Hof Arnhem-Leeuwarden oordeelt dat de inspecteur de gecombineerde heffingskorting terecht op € 4647 heeft vastgesteld. Bij de berekening van het toetsniveau hoeft geen rekening te worden gehouden met de doorwerkbonus. De Hoge Raad oordeelt dat de middelen of klachten niet tot cassatie kunnen leiden (art. 81 Wet RO).

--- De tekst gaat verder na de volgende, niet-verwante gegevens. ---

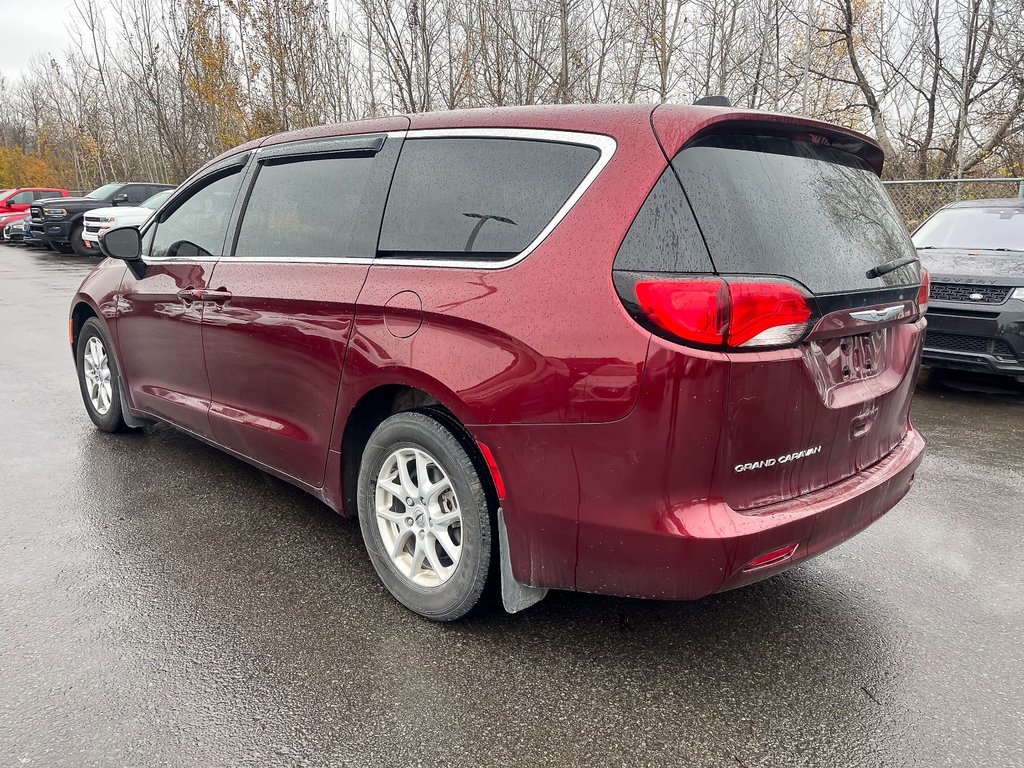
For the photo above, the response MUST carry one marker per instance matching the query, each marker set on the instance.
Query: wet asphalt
(163, 604)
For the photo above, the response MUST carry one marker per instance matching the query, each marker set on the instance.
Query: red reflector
(926, 290)
(715, 312)
(693, 309)
(496, 475)
(773, 557)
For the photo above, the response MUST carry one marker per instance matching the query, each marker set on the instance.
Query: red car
(14, 203)
(646, 351)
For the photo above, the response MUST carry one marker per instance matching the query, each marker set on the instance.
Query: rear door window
(478, 198)
(771, 205)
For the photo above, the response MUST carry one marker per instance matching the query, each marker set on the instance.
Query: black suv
(57, 221)
(975, 253)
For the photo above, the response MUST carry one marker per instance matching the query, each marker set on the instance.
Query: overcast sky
(28, 27)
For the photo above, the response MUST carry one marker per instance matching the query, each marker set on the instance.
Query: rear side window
(478, 198)
(665, 237)
(306, 208)
(771, 205)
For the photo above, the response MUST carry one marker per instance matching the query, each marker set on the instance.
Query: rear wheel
(98, 378)
(424, 516)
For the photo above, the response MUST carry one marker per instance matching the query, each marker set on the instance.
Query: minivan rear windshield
(772, 205)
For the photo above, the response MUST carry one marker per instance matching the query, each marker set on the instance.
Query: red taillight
(926, 291)
(767, 314)
(735, 313)
(693, 310)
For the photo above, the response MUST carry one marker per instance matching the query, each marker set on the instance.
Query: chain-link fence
(918, 200)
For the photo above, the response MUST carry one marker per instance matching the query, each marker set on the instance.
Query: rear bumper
(694, 551)
(630, 542)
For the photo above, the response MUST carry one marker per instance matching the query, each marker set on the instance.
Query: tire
(76, 242)
(450, 535)
(98, 378)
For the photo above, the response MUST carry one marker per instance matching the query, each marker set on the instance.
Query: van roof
(675, 123)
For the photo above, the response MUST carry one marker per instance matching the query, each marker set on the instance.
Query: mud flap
(515, 596)
(134, 422)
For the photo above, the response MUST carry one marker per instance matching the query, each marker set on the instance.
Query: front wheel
(98, 378)
(424, 516)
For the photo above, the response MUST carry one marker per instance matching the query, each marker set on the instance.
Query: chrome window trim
(606, 146)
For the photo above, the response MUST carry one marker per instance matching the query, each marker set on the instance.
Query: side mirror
(125, 243)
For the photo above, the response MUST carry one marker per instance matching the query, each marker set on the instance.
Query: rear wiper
(890, 266)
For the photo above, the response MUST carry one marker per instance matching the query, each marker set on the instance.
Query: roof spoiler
(713, 101)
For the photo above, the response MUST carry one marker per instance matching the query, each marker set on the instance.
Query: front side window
(478, 198)
(196, 227)
(154, 202)
(306, 208)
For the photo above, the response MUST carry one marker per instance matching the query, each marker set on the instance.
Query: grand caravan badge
(784, 459)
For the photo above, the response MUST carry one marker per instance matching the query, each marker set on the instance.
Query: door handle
(220, 296)
(187, 295)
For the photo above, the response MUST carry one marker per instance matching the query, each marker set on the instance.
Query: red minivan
(646, 351)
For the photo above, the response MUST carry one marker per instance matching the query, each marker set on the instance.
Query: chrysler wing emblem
(879, 315)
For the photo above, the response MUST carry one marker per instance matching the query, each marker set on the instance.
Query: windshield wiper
(890, 266)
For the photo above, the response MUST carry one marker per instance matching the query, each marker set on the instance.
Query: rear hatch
(822, 345)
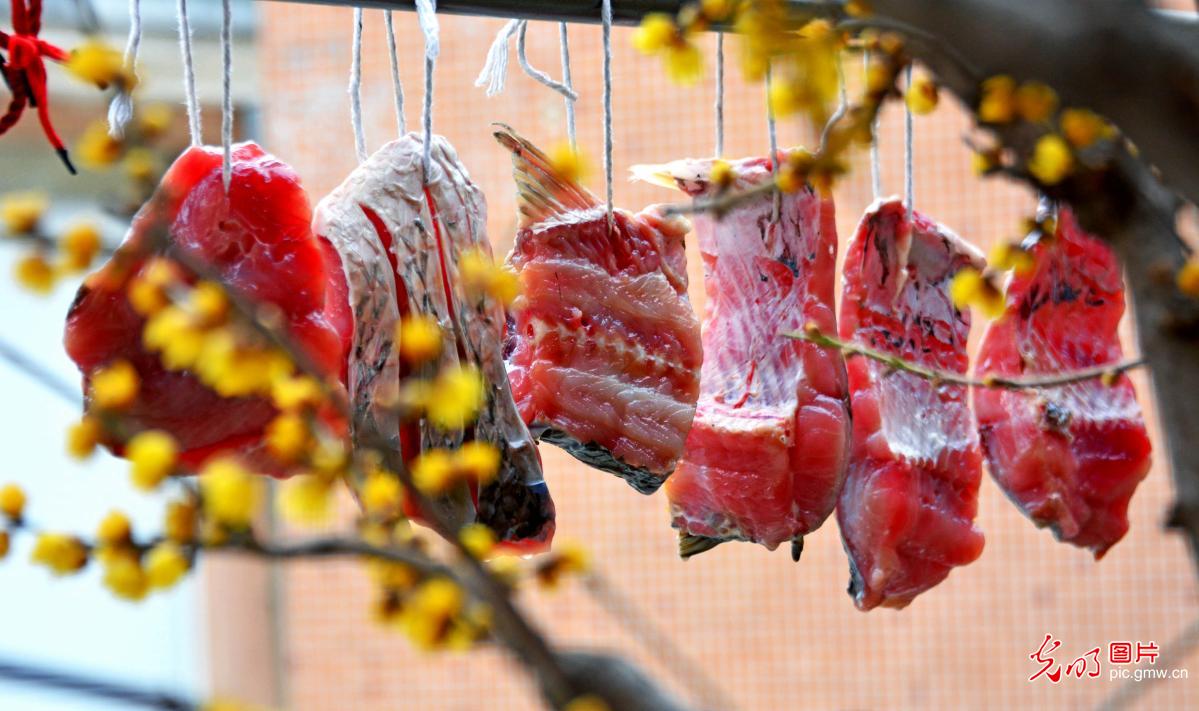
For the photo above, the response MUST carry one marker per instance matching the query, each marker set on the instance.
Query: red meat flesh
(766, 455)
(606, 349)
(910, 498)
(258, 240)
(1070, 457)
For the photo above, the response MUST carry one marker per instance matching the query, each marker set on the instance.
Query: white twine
(120, 109)
(227, 92)
(540, 76)
(719, 95)
(875, 158)
(564, 42)
(185, 50)
(606, 18)
(773, 140)
(495, 70)
(908, 182)
(396, 86)
(355, 88)
(426, 12)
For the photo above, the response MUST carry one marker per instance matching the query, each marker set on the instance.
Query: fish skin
(243, 236)
(910, 498)
(402, 235)
(766, 455)
(1068, 457)
(603, 350)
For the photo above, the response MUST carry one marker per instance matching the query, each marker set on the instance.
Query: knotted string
(426, 12)
(185, 50)
(564, 42)
(396, 86)
(355, 88)
(227, 92)
(719, 94)
(606, 18)
(120, 109)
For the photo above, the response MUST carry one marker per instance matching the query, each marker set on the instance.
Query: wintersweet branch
(1107, 373)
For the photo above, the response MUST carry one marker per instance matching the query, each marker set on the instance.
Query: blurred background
(771, 633)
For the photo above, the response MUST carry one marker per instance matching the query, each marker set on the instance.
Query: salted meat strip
(258, 240)
(908, 507)
(1070, 457)
(402, 236)
(766, 455)
(604, 349)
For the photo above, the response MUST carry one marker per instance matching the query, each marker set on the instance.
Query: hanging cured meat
(604, 348)
(1070, 457)
(401, 237)
(257, 239)
(766, 456)
(908, 508)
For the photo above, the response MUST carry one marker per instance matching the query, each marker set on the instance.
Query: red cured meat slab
(910, 498)
(604, 345)
(766, 455)
(1070, 457)
(258, 240)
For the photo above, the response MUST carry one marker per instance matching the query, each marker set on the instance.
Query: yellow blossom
(166, 565)
(125, 578)
(381, 494)
(456, 398)
(477, 461)
(1052, 160)
(96, 149)
(971, 288)
(83, 437)
(179, 522)
(97, 62)
(1083, 127)
(114, 530)
(1035, 101)
(922, 95)
(114, 386)
(306, 499)
(34, 272)
(22, 211)
(154, 119)
(477, 540)
(433, 471)
(152, 456)
(61, 553)
(232, 494)
(12, 501)
(80, 245)
(586, 703)
(288, 437)
(419, 337)
(1188, 277)
(998, 103)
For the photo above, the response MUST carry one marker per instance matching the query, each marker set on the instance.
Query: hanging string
(355, 89)
(908, 182)
(719, 94)
(227, 92)
(541, 77)
(606, 18)
(120, 110)
(564, 42)
(185, 50)
(773, 139)
(396, 86)
(875, 158)
(426, 12)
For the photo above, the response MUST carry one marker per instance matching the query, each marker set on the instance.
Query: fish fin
(541, 191)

X is over het jaar 2010 € 4647 aan IB/PVV verschuldigd. De gecombineerde heffingskorting waar X recht op heeft, bedraagt € 5654 (algemene heffingskorting: € 1987, arbeidskorting € 2273 en doorwerkbonus € 1394). De inspecteur beperkt de gecombineerde heffingskorting op grond van art. 8.8 Wet IB 2001 tot de gecombineerde inkomensheffing van € 4647. X stelt dat bij het berekenen van het toetsniveau van de gecombineerde heffingskorting van art. 8.9 Wet IB 2001 ook rekening moet worden gehouden met de doorwerkbonus. Volgens X bestaat er recht op uitbetaling van € 1007.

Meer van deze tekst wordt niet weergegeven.